/pyhprof

Parse HPROF files from the Spring Boot Heapdump Actuator

Primary LanguagePythonApache License 2.0Apache-2.0

pyhprof

Python library for parsing and analyzing Java hprof files. This repo was forked from https://github.com/matthagy/pyhprof. A few bugs were squashed along with an upgrade to Python 3. The major difference is the addition of the variables attribute on the ReferenceBuilder object.

The hprof format doesn't explicitly state what ends up being stored. The Spring Framework ends up storing configuration details and environment variables in PRIMITIVE ARRAY DUMP objects. Two different formats were identified, which do not appear to be tied to the HPROF version (JAVA PROFILE 1.0.1 or 1.0.2). The pyhprof/references.py script has comments describing the differences. The library will accept a flag dictionary to determine what parsing type to use. If none is chosen, a best guess is made off of the JAVA PROFILE string.

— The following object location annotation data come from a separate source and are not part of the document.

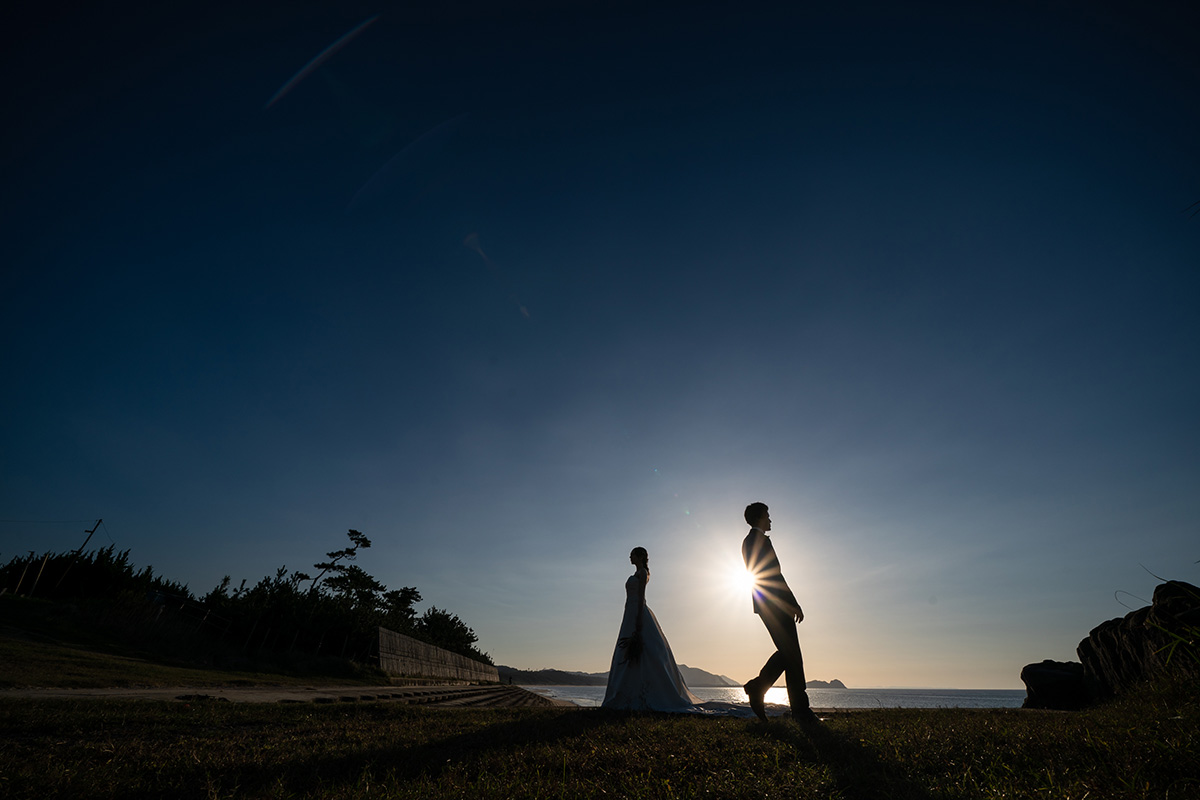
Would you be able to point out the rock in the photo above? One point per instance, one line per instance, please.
(1145, 643)
(1055, 685)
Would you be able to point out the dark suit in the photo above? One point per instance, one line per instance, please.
(775, 605)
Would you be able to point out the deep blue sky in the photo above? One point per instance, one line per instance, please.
(513, 289)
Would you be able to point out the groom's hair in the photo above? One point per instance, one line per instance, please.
(754, 512)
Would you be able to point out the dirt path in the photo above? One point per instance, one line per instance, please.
(441, 696)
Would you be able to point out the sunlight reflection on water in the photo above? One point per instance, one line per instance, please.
(828, 698)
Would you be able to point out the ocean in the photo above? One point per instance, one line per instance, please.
(829, 698)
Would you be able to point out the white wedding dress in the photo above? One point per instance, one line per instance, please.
(651, 683)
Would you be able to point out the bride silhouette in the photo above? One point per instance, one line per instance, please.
(643, 675)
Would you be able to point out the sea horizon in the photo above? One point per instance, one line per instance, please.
(825, 698)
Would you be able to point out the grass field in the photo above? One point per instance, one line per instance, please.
(45, 644)
(91, 749)
(1145, 746)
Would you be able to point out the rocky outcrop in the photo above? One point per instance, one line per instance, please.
(1146, 643)
(1159, 639)
(1055, 685)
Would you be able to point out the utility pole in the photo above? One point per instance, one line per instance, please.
(73, 558)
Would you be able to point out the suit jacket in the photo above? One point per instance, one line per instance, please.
(771, 591)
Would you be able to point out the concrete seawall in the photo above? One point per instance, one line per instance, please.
(403, 655)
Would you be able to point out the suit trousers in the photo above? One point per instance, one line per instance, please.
(786, 659)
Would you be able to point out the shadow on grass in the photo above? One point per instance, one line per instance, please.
(859, 771)
(403, 762)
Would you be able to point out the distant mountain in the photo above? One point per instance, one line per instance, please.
(550, 677)
(693, 675)
(696, 677)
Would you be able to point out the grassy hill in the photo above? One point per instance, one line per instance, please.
(69, 645)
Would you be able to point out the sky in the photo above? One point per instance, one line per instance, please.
(514, 288)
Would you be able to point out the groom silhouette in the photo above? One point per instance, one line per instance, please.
(779, 611)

The spring_heapdumper.py script was written as an example that will properly use the library and attempt to print out interesting sensitive data. All parsed variables, HTTP requests/responses, and any references (linked or unlinked) that match a truffleHog signature will be dumped in the output.

Usage

$ python3 ./spring_heapdumper.py -h                                               
usage: spring_heapdumper.py [-h] -f FILENAME [-t1] [-t2]

Parse JAVA HPROF files

optional arguments:
  -h, --help            show this help message and exit
  -f FILENAME, --filename FILENAME
                        HPROF file to parse
  -t1, --type-one       Force Type 1 parsing of variables
  -t2, --type-two       Force Type 2 parsing of variables
 
$ python3 ./spring_heapdumper.py -f heapdump -t1

Note that if this crashes, you will need to allocate more RAM to your host. Nothing is printed until the library is finished parsing the HPROF.

Improvements

The truffleHog regex list can easily be extended to include custom patterns.

If you are testing this against a common deployment platform or set of apps, there is likely fixed environment variables that could be used as a better heuristic for variable block alignment. For example you can check if 2 blocks past the "PATH" key contains "/bin" or if instead it's 4 blocks past the "PATH" key.